My 1st meeting of my 90 meetings. Yay, me! I've tried it 3 times.'s the 4th meeting in 4 days that will be the kicker I think. But 3 times the charm:)

Good night, sleep tight! Don't let the bed bugs bite! (Is it me or is everyone around me having weird skin issues, including myself. Ew.)

1 comment:

  1. Katie,
    I'm all teared up, both because so much of what you've written resonates with me (my days are also shorter than everyone else's, and isn't it incredible how we can go from being centered adult women to quivering 12-year-olds in a lightning flash?!) and because I'm so damn proud of you for doing this!
    Here's some advice I give myself, which I'm sure you already know but it bears repeating. At least, I repeat it to myself every day! When other people react in ways that slight us (as at the LA meeting) it's not about us, it's about them. I know there are times when people have greeted me with enthusiasm and I've been so wrapped up in my own (to steal from David Foster Wallace) skull-sized kingdom that I've barely said hello. It had nothing to do with the person greeting me and everything to do with my own shit, yet I may very well have hurt someone's feelings, because, in their skull-sized kingdom, I have snubbed them. The actress, whomever she may be, had her own reasons for turning away from you and they had nothing to do with you! Maybe she hadn't seen her cat in three days and was preoccupied with Fluffy Muffin. Maybe you reminded her on some subconscious level of her cousin Sally back in Iowa who used to tease her and make her eat mud filled with cow dung.
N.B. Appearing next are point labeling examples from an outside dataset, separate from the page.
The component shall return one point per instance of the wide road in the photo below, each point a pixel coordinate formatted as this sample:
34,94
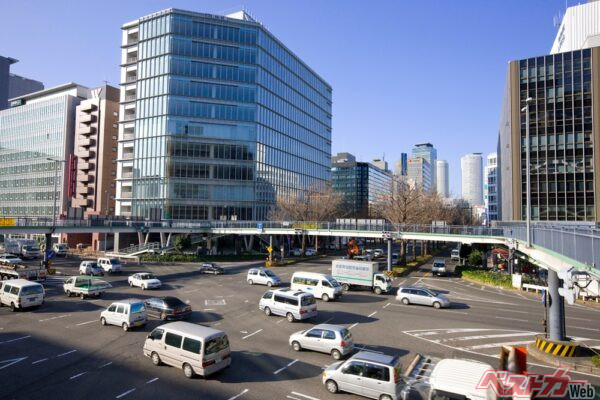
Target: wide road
60,350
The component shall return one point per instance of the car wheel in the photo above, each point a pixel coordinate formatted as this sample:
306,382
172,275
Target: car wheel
331,386
188,371
155,359
335,353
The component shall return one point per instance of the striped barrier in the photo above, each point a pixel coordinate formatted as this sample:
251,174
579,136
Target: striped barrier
559,349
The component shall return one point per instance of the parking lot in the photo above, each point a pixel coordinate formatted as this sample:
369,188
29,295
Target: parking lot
60,350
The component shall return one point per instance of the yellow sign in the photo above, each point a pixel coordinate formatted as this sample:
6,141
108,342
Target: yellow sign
7,222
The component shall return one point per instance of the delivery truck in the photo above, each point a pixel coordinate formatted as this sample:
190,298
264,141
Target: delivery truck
354,274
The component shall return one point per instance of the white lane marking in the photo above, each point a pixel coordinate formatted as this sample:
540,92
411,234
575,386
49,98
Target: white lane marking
125,393
14,340
477,337
57,317
253,333
512,319
65,353
8,363
305,396
289,365
238,395
85,323
492,345
78,375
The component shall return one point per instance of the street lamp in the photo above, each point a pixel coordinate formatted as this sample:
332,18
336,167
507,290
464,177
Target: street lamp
528,101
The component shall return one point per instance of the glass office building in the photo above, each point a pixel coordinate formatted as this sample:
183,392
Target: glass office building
564,137
362,184
38,126
219,118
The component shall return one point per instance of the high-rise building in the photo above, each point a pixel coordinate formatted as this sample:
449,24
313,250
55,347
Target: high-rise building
564,137
36,140
429,153
471,166
218,118
419,173
490,187
442,178
362,184
12,85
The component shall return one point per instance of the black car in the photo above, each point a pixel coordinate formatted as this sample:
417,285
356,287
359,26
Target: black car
211,268
166,308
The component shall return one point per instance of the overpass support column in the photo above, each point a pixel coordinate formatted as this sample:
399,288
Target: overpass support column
556,309
389,254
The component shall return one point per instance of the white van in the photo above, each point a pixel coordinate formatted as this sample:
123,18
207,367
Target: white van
292,304
21,293
196,349
321,286
110,265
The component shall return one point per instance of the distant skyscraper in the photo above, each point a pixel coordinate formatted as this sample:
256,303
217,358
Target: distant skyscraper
419,173
442,178
429,153
490,187
471,166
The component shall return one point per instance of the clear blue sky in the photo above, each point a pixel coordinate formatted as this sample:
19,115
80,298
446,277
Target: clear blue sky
402,72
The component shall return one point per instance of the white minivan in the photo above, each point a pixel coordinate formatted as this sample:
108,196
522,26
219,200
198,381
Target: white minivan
110,265
294,305
196,349
262,276
322,286
21,293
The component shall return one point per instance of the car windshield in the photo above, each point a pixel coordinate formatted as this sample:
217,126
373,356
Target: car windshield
215,345
34,289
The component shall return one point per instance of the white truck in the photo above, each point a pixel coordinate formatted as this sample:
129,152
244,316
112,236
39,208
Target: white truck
85,287
360,274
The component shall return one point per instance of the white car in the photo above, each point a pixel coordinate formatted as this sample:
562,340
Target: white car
11,259
145,280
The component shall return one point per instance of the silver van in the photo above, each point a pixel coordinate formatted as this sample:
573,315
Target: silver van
372,375
419,295
325,338
196,349
126,314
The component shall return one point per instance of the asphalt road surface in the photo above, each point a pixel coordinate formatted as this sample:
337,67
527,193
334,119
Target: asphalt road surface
60,350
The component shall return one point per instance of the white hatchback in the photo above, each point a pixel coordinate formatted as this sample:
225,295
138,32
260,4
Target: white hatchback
145,280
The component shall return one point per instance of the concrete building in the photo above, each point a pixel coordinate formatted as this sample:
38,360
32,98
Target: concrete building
442,175
12,85
38,129
361,183
419,173
218,118
490,187
429,153
471,166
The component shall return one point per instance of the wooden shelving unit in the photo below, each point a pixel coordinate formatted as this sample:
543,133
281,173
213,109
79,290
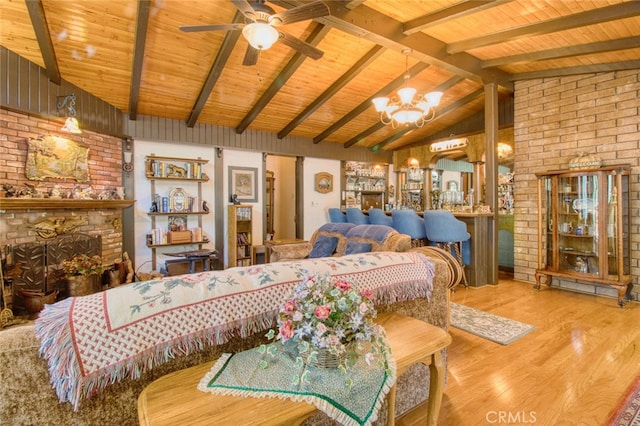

Or maybe she's so used to shutting people out (because how else can you even begin to function when you're in the public eye?) that it's her default setting. And maybe your default setting is to be hurt by it and to recoil. But what if you were to just feel really sad for her, because whatever closed her off to you is a symbol of her own pain?
    My first memory of you is this: We were all standing around in the airport, waiting to board a plane. People were frustrated and tired because it was late at night and it was a red eye and it had been a long week at work. Nobody was talking to each other, except to grumble about how miserable they were. The only exception was this beautiful woman with a big smile and a contagious laugh who'd struck up conversation with strangers. Although we didn't yet know that we were headed to the same place to see the same group of friends, I was one of those strangers. It was like you were this bright light and everyone in proximity keyed into that and opened up to talk to you (and you sure didn't need alcohol to do that!). Sometimes it's necessary to put up a sheild, and it's good to develop the skill to know when you need that, but we're friends now because of the openness with which you engage with the world around you. Don't lose that! Retreat when you need to, for your own sake, but never out of fear. Stay gold, Katie, stay gold!